I was a bit confused as in why my antivirus application was not able to detect so many threats and said my system was clean. Further, I quarantined these threats and deleted them through Malwarebytes, and after a reboot, the system was functioning as normal.
I was happy that my system was disinfected and was running normal. This wasn’t a huge threat for me or my business, however, it could have been so. My confidential business records and client documents could have been compromised. If that would have had been happened, it would have cause me serious problems. That is called a security breach.
Now imagine such a security breach in a bank or at an insurance company where hundreds and thousands of computers are used to carry out daily business. Imagine the loss that could occur if such organizations are breached. As a matter of fact, the cost of such kind security breaches costs in millions. IBM security has developed an interactive chart that can show you the cost of a security breach based on the factors like the Country, Industry and Cost factors. Check it out here.

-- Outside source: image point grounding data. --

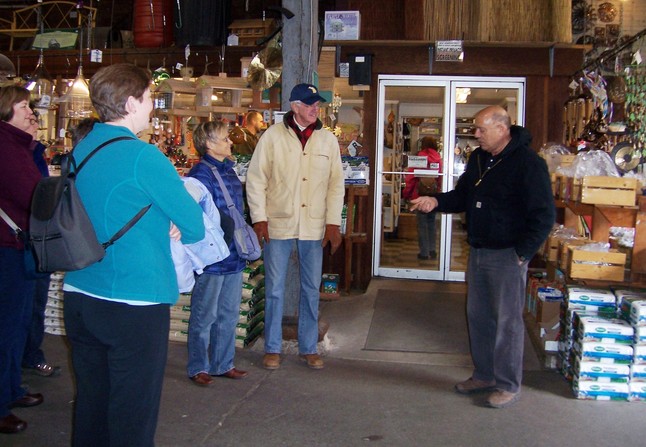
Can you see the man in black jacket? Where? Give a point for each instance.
(506, 194)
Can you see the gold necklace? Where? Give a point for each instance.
(482, 174)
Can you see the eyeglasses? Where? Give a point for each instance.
(316, 105)
(215, 138)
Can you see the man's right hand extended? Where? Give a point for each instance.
(262, 231)
(425, 204)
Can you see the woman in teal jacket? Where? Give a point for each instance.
(117, 311)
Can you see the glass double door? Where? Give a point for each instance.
(410, 110)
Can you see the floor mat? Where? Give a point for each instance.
(410, 321)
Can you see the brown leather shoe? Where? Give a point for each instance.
(314, 361)
(234, 373)
(502, 399)
(271, 361)
(44, 370)
(472, 386)
(28, 400)
(12, 424)
(202, 379)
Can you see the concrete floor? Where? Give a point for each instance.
(360, 398)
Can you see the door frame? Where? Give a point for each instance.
(450, 84)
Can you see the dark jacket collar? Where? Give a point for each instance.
(290, 116)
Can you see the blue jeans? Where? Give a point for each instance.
(16, 297)
(495, 302)
(215, 310)
(426, 232)
(276, 258)
(33, 353)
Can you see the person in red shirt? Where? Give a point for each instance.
(421, 186)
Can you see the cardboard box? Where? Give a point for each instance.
(564, 256)
(584, 389)
(547, 310)
(599, 190)
(330, 283)
(602, 266)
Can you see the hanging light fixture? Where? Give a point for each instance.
(7, 68)
(77, 96)
(336, 103)
(41, 84)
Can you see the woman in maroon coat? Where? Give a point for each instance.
(18, 178)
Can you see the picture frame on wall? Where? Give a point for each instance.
(342, 25)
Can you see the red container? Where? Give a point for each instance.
(153, 23)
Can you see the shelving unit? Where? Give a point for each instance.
(602, 218)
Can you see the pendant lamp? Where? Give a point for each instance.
(41, 84)
(77, 96)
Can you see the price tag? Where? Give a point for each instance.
(96, 56)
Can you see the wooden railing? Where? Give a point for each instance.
(48, 15)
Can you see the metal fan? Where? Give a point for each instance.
(625, 156)
(265, 68)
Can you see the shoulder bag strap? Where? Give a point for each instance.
(16, 229)
(137, 216)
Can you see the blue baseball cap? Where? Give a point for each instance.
(306, 93)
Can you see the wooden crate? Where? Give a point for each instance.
(563, 254)
(598, 190)
(600, 266)
(249, 31)
(570, 189)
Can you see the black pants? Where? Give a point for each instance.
(119, 355)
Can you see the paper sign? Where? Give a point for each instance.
(449, 50)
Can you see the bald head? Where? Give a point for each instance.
(493, 129)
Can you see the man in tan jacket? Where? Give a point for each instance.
(295, 189)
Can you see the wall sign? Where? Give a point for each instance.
(342, 25)
(449, 50)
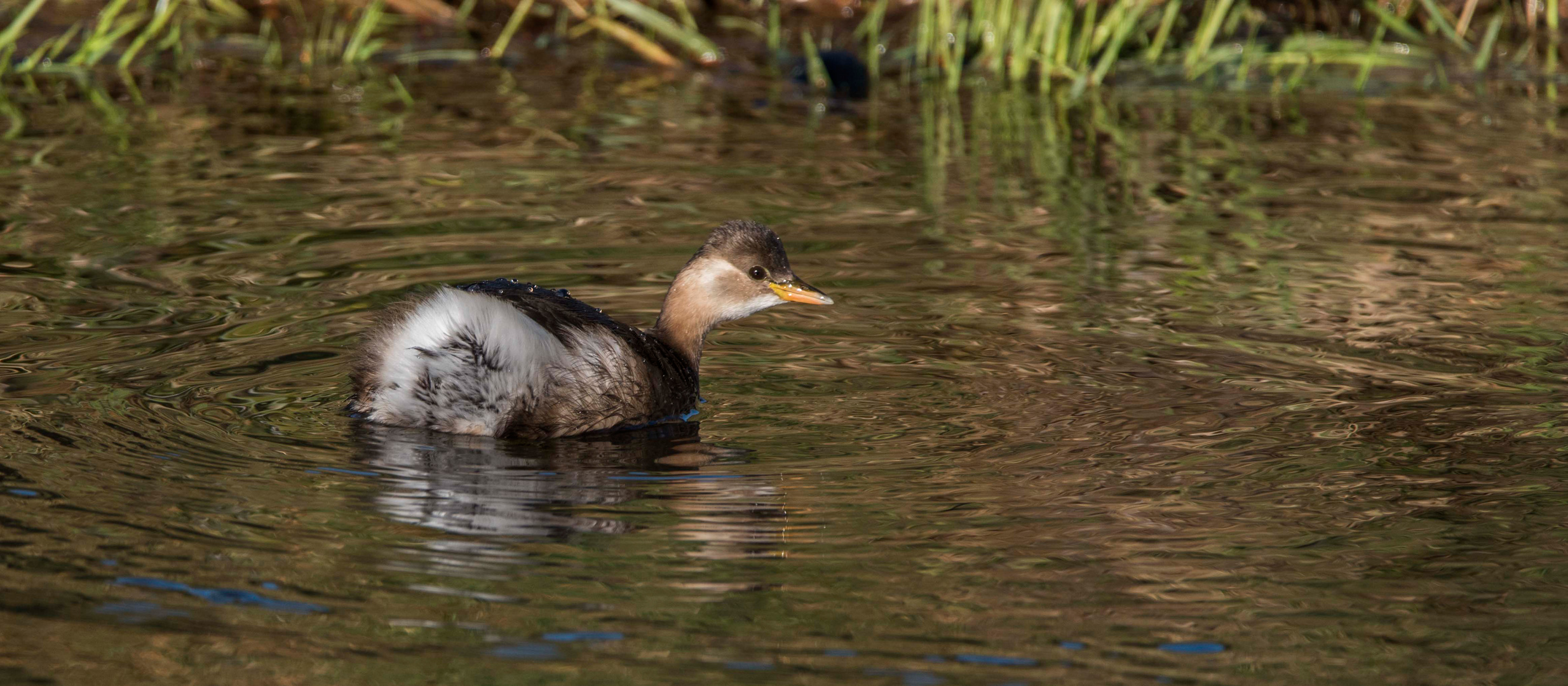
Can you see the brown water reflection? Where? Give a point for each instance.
(1150, 387)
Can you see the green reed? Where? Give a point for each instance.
(938, 41)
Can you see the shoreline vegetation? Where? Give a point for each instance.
(942, 43)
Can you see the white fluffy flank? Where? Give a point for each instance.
(461, 362)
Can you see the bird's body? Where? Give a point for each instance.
(502, 358)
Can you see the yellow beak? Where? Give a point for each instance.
(797, 290)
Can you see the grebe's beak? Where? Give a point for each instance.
(797, 290)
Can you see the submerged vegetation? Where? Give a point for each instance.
(933, 41)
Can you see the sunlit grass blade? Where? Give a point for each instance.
(367, 22)
(816, 72)
(1489, 43)
(518, 15)
(1395, 24)
(632, 39)
(1208, 29)
(1107, 57)
(148, 34)
(694, 43)
(1164, 34)
(1435, 16)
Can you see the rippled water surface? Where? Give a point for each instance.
(1158, 387)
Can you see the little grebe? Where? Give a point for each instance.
(502, 358)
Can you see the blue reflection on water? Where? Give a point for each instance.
(996, 660)
(346, 472)
(748, 666)
(225, 596)
(1194, 647)
(526, 652)
(139, 611)
(570, 636)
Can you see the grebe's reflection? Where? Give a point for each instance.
(466, 485)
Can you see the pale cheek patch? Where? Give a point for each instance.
(725, 288)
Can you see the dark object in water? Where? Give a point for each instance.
(846, 74)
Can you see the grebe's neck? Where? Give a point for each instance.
(686, 318)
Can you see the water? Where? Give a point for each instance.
(1161, 387)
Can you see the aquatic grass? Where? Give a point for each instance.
(940, 41)
(513, 22)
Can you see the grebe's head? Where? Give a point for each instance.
(739, 271)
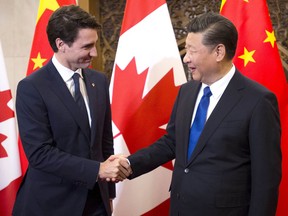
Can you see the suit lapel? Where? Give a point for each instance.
(58, 86)
(229, 99)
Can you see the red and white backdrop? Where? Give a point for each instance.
(146, 77)
(10, 168)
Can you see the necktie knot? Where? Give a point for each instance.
(207, 92)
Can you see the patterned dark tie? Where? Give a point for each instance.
(199, 121)
(78, 96)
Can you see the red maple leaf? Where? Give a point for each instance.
(3, 152)
(6, 112)
(139, 119)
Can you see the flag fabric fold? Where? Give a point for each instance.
(10, 168)
(257, 57)
(146, 77)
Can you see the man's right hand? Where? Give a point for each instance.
(115, 169)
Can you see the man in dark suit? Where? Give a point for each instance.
(67, 145)
(235, 167)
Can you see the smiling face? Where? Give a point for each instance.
(200, 59)
(80, 53)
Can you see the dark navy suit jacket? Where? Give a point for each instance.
(235, 168)
(64, 154)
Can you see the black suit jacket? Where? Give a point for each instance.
(64, 154)
(235, 168)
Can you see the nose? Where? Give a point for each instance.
(186, 58)
(93, 52)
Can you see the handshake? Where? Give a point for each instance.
(116, 168)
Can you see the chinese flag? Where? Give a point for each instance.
(10, 169)
(41, 52)
(145, 81)
(257, 57)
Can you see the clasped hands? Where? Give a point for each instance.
(116, 168)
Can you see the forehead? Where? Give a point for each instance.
(194, 40)
(86, 35)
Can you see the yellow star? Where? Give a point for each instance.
(46, 4)
(247, 56)
(38, 62)
(270, 38)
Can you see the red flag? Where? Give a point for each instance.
(10, 169)
(41, 51)
(257, 57)
(145, 81)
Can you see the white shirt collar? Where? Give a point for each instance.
(220, 85)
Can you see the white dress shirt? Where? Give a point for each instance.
(217, 90)
(66, 75)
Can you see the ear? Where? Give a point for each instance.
(220, 52)
(60, 45)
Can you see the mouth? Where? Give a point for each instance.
(191, 69)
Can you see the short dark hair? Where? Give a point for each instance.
(216, 30)
(66, 22)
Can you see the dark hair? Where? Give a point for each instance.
(216, 30)
(66, 22)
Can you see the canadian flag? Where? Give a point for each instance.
(10, 168)
(147, 74)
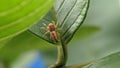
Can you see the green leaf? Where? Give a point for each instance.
(17, 16)
(22, 43)
(85, 31)
(111, 61)
(69, 14)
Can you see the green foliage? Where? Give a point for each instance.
(69, 14)
(17, 16)
(110, 61)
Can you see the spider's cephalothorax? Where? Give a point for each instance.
(52, 30)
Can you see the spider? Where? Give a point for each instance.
(51, 28)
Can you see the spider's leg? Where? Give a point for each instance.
(44, 24)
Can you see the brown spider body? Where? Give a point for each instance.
(52, 29)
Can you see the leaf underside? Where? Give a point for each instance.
(69, 14)
(111, 61)
(17, 16)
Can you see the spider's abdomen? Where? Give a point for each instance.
(51, 27)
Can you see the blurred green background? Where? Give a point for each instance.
(98, 37)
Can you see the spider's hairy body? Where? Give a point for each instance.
(53, 33)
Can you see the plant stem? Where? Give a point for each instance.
(62, 57)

That calls for us to take a new approach towards enterprise as well as personal cyber security. Its high time that we take a closer look and implement security factors in our personal digital life as well as in enterprise IT world.
After this encounter, I am sure that I will not just trust a single security application (Duh, I am a security professional, how can I be so naive). The security landscape is rapidly changing and so shall our views and strategies must change towards securing our online assets. Businesses and individuals shall give more attention to security. In a world where everything from our money to our identity is digital, we shall be more alert and proactive to protect our belongings.